LeiWang1999 commented 5 months ago

might be sth relevant to the lates cuda stream support, let me check in next days.

LeiWang1999 commented 5 months ago

@joey00072 I made a fix to cuda stream, would you mind try again?

joey00072 commented 5 months ago

YEP,

hey if possible can you push latest to pypi, build notebook (pod) crashes in runpod while building from source. also is costs

joey00072 commented 5 months ago

hey this https://gist.github.com/joey00072/cc931453ba48884fb8ce8dc75dfbf390 This are build logs stuck with this error

    raise RuntimeError(message)
RuntimeError: Cannot find libraries: ['libtvm.so', 'libtvm_runtime.so', '3rdparty/cutlass_fpA_intB_gemm/cutlass_kernels/libfpA_intB_gemm.so', '3rdparty/libflash_attn/src/libflash_attn.so']
List of candidates:

I colleted this ones from https://lightning.ai, free tier on L4 gpu. aplolgies for being late

LeiWang1999 commented 5 months ago

Looks like you should upgrade your cmake version? CMake 3.18 or higher is required. You are running version 3.16.3

joey00072 commented 5 months ago

Yeah, just saw it after pasting, build is starting but whole thing crashes before build completes lol.
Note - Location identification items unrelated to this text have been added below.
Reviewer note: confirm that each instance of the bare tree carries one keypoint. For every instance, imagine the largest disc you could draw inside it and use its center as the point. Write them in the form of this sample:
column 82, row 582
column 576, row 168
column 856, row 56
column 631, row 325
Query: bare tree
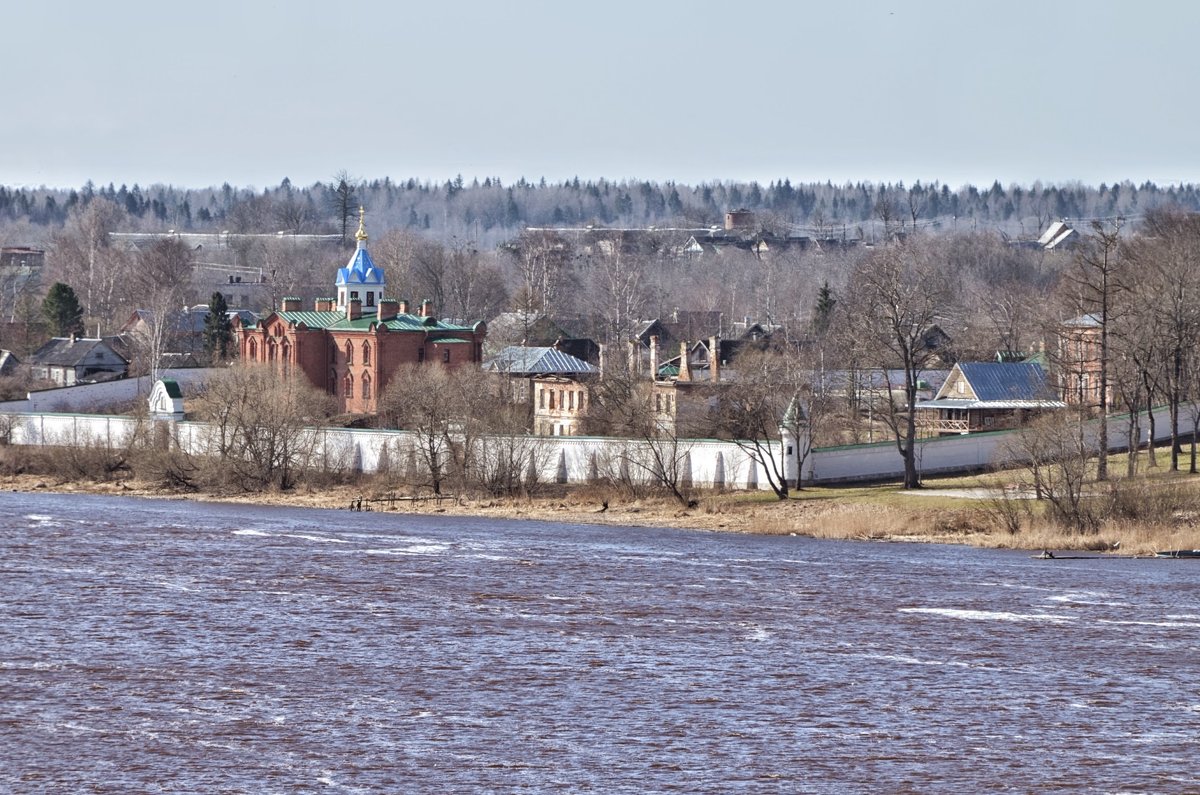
column 1169, row 279
column 261, row 425
column 1098, row 280
column 894, row 299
if I build it locally on in docker and moved wheel will that work? i have rtx 1650 in laptop, but running with same docker images as runpod (runpod/pytorch:2.2.1-py3.10-cuda12.1.1-devel-ubuntu22.04)

joey00072 commented 4 months ago

Hey Its not working https://gist.github.com/joey00072/d55f1a8d2f5137926222c785ca26808d I tried to build manually but make -j get stuck for 3hr+

LeiWang1999 commented 4 months ago

@joey00072

Indeed, it is unusual for TVM compilation to take that long, as it typically only requires several minutes on my 24-core CPU.

It appears that your CUDA version is 12.1, which should allow you to directly utilize bitblas from PyPI, as I also tested the latest package under CUDA 12.1.

LeiWang1999 commented 4 months ago

hi @joey00072 , I refactored some codes for bitnet, the output of eval_ppl.py is not NaN under my env:

image
joey00072 commented 4 months ago

Yeah I got working too Its giving wrong results on volta series but on ampere works fine, image image

Thanks @LeiWang1999


Batched inference have negligible throughput is this expected

image

joey00072 commented 4 months ago

Also is it possible to stored packed wights 2*int8 and do write custom matmul for it in tvm (I am new to tvm)

similar to https://github.com/astramind-ai/BitMat/tree/main

LeiWang1999 commented 4 months ago

yeah absolutely its possible, we have some advanced tutorials for extend, but you should know some basic knowledge about tvm and tensorir.

https://github.com/microsoft/BitBLAS/blob/main/docs/ExtendOperatorsWithDSL.md

joey00072 commented 4 months ago

time to fix a skill issues I'll gonna try it thanks again